您看到SELECT内部的“@curRank:= @curRank + 1 AS排名”不是“一个语句”,它是语句的一个“primefaces”部分,因此它应该是安全的。
您引用的文档继续显示在语句的2(primefaces)部分中的相同用户定义variables(例如,“SELECT @curRank,@curRank:= @curRank + 1 AS rank”)的示例。
有人可能会认为@curRank在@Daniel的答案中使用了两次:(1)“@curRank:= @curRank + 1 AS排名”和(2)“(SELECT @curRank:= 0)r”用法是FROM子句的一部分,我敢肯定它是保证被首先评估; 基本上使它成为第二个和之前的陈述。
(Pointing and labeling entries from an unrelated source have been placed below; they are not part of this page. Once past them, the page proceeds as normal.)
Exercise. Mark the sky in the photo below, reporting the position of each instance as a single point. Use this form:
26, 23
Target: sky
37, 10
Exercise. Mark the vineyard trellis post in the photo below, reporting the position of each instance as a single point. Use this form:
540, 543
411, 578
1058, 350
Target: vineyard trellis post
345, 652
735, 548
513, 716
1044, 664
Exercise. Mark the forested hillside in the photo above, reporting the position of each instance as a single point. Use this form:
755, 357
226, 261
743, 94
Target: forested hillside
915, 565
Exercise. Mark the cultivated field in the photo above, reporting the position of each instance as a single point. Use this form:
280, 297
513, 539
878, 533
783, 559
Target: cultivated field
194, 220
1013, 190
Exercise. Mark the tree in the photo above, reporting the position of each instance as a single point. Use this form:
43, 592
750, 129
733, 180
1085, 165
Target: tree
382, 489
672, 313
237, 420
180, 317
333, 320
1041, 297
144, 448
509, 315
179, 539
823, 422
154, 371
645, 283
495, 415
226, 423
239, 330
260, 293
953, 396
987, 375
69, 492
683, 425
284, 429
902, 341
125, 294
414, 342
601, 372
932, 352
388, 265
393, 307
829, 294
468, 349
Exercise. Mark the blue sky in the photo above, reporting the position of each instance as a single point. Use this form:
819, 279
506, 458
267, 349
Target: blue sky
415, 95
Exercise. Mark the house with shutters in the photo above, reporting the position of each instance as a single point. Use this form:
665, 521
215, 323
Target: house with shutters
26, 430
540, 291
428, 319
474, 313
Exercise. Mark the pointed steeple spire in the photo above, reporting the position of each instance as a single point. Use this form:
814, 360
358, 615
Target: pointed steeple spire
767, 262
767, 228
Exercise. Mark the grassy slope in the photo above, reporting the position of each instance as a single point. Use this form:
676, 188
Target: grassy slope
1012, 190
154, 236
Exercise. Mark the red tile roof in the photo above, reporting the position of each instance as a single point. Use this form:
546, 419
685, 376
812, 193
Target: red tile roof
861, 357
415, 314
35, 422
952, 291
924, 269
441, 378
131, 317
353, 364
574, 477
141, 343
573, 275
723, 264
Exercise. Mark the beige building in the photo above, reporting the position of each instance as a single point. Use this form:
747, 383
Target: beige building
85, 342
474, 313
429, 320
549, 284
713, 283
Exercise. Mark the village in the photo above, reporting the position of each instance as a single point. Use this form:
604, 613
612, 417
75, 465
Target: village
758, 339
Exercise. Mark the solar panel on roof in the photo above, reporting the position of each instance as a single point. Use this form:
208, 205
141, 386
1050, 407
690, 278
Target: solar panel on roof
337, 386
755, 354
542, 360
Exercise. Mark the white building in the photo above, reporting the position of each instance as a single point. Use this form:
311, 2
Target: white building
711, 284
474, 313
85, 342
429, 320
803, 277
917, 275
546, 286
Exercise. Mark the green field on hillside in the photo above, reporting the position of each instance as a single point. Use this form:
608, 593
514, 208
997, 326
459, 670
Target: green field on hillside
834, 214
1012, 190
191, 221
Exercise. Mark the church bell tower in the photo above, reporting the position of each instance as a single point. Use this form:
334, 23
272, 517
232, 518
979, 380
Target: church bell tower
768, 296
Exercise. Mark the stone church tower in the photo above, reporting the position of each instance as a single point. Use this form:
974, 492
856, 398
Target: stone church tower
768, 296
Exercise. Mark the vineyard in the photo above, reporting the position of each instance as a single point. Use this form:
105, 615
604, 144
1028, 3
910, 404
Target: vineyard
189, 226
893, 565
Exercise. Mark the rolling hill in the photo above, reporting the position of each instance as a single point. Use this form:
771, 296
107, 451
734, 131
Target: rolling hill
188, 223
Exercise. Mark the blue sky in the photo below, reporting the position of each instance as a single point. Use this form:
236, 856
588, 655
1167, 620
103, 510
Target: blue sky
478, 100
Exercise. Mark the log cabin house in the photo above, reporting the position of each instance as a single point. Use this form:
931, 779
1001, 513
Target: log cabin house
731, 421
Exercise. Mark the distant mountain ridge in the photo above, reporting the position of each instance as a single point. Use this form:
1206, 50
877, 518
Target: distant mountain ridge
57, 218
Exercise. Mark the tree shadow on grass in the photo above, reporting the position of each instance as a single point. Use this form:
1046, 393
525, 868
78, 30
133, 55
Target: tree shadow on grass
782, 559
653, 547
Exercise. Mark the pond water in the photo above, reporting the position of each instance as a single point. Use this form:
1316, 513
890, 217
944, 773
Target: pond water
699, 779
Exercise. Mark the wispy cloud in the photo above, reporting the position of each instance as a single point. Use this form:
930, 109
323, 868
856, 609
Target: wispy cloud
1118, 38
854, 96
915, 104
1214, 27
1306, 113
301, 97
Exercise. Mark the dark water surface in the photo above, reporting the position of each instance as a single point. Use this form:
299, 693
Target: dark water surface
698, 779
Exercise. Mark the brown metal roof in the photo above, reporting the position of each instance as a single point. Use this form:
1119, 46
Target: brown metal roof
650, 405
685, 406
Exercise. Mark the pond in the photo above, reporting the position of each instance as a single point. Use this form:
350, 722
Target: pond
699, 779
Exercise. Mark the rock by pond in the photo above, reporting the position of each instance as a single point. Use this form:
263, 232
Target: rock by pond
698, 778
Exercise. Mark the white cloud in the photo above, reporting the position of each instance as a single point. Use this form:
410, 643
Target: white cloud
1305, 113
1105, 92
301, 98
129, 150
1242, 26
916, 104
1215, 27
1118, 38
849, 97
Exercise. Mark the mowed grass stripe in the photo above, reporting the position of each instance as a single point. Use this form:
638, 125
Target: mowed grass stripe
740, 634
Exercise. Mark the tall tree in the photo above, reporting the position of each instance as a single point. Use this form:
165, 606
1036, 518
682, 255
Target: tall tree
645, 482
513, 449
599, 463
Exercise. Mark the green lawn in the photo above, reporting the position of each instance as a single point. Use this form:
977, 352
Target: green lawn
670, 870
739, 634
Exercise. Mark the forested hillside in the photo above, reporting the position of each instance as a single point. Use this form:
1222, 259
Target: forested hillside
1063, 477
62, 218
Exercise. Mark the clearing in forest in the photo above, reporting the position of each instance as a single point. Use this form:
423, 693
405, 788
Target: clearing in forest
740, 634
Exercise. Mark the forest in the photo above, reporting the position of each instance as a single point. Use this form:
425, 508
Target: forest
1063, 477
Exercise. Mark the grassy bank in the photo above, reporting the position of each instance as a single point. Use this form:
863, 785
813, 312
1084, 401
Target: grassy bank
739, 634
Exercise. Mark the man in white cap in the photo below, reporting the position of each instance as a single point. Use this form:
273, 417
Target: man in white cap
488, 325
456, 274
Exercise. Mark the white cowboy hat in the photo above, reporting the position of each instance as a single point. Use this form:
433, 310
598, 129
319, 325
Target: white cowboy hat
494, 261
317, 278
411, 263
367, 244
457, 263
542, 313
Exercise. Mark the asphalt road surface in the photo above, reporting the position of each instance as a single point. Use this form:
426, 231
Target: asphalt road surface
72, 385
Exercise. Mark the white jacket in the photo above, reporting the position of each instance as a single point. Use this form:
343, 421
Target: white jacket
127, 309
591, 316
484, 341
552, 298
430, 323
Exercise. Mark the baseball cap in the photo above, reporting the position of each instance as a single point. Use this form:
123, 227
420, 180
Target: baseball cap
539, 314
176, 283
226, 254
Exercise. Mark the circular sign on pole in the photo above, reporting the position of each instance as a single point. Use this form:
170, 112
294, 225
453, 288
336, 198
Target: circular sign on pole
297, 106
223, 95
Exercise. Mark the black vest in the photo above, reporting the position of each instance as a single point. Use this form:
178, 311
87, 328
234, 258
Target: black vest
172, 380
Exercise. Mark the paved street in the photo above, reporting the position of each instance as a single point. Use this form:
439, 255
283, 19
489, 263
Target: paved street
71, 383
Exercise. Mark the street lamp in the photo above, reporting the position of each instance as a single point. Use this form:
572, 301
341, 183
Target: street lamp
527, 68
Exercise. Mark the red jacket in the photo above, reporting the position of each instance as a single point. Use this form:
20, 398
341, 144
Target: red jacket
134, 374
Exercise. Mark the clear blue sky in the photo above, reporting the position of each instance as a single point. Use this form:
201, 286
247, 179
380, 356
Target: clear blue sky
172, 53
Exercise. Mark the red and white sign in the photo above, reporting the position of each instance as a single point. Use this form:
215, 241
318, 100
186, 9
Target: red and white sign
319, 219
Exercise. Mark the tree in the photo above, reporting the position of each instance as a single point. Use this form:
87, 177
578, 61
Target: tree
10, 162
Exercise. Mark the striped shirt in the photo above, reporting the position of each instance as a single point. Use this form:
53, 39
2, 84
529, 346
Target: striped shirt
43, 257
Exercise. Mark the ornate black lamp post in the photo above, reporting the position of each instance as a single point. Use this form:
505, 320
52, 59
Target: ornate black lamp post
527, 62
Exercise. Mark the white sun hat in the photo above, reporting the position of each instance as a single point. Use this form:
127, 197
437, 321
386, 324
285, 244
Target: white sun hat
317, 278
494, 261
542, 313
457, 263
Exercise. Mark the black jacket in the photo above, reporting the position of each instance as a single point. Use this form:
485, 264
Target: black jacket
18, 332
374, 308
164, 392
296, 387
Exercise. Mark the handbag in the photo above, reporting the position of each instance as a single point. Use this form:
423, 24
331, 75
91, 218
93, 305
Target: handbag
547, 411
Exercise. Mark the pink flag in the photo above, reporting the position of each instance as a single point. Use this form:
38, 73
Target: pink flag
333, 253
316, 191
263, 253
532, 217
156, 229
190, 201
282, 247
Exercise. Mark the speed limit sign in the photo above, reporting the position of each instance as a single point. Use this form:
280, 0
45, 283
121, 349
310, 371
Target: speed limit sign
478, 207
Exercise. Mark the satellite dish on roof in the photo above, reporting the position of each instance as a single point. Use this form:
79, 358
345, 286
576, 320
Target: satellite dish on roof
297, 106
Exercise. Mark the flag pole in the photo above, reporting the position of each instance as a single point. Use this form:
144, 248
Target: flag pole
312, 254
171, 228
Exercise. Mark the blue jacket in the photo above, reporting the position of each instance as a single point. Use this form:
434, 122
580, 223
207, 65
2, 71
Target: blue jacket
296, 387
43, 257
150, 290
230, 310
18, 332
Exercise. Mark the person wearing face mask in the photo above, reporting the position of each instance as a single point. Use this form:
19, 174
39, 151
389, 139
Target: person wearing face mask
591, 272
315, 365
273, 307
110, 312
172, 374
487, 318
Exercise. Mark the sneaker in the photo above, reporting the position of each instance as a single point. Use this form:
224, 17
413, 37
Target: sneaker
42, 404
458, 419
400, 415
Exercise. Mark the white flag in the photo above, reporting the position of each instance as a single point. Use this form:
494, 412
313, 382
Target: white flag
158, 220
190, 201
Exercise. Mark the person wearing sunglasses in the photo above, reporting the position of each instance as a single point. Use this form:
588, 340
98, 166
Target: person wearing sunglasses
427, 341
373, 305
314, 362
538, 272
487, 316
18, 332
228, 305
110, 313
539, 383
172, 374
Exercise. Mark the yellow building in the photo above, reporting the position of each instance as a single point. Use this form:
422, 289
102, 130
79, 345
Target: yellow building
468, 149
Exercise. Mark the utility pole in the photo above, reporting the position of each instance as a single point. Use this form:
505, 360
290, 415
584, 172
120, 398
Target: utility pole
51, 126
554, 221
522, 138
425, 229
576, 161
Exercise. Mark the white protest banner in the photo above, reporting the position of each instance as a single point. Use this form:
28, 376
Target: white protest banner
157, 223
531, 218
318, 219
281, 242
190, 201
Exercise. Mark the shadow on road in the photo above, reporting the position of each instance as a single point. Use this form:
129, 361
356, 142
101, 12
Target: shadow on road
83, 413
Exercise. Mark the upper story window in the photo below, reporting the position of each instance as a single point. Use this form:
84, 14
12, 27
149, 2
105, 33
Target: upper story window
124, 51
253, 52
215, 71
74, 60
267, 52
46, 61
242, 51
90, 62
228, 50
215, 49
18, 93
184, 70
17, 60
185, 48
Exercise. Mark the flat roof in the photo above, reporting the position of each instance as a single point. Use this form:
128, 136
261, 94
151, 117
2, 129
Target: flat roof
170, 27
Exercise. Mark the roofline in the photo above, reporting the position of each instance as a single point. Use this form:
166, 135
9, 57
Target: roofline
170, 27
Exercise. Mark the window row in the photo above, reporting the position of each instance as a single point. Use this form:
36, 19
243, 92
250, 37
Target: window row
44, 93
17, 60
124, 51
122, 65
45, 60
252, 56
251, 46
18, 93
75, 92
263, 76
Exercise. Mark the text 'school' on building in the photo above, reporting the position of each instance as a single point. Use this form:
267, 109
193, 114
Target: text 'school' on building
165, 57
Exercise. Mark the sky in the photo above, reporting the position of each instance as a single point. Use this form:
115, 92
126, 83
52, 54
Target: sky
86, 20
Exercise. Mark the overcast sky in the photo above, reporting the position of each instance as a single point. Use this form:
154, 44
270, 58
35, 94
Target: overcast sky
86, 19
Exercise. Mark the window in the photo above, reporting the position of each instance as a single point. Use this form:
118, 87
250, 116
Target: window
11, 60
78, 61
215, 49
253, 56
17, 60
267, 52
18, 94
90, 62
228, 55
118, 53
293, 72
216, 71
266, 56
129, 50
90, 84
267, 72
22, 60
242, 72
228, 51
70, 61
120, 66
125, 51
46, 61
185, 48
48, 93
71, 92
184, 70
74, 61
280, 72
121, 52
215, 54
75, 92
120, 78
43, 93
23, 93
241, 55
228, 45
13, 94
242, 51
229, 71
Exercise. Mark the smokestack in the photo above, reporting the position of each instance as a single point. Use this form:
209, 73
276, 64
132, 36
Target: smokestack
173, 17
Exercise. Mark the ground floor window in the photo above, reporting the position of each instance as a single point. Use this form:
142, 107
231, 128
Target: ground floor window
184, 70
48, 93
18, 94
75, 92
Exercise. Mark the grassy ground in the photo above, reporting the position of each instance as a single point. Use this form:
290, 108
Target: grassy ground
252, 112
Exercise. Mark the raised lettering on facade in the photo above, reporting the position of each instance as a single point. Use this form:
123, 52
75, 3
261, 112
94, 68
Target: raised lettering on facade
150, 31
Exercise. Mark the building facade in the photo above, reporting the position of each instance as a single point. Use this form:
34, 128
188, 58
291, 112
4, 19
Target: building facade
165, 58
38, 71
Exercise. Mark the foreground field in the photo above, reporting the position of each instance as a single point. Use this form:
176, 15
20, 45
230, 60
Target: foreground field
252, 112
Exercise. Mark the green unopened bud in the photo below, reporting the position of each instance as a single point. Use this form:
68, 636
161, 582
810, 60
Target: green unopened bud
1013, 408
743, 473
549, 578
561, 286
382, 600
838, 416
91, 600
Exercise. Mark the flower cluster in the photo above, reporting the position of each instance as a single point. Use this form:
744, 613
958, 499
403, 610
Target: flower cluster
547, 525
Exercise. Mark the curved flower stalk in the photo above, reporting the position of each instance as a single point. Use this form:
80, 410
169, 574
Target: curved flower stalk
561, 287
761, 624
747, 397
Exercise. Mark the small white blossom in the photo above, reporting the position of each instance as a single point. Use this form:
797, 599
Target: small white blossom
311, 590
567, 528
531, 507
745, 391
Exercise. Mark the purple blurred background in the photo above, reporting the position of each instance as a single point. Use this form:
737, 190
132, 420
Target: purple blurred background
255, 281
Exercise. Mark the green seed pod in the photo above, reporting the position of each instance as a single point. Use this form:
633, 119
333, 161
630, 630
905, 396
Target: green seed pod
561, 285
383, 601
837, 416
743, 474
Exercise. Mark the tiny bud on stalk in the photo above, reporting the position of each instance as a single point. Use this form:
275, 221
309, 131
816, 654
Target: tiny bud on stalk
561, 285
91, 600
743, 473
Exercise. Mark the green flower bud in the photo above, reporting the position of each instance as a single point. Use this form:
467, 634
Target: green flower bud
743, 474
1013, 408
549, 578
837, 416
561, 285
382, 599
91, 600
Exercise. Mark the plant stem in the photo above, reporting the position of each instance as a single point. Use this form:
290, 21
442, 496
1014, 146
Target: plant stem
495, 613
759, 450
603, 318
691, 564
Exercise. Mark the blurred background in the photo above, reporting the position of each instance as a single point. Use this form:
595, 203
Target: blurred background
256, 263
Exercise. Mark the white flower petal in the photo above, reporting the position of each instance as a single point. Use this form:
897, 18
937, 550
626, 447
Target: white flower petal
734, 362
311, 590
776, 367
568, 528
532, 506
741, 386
事实上,在你引用的那个MySQL文档页面上,你会在注释中看到相同的解决scheme – 它可能是@Daniel从中得到的; 是的,我知道这是评论,但它是官方文档页面上的评论,并确实有一定的权重。
如果你想排名只有一个人,你可以做到以下几点:
SELECT COUNT(Age) + 1 FROM PERSON WHERE(Age < age_to_rank)
这个排名对应于oracle的RANK函数(如果你有同龄人,他们得到相同的排名,而排名在后面是不连续的)。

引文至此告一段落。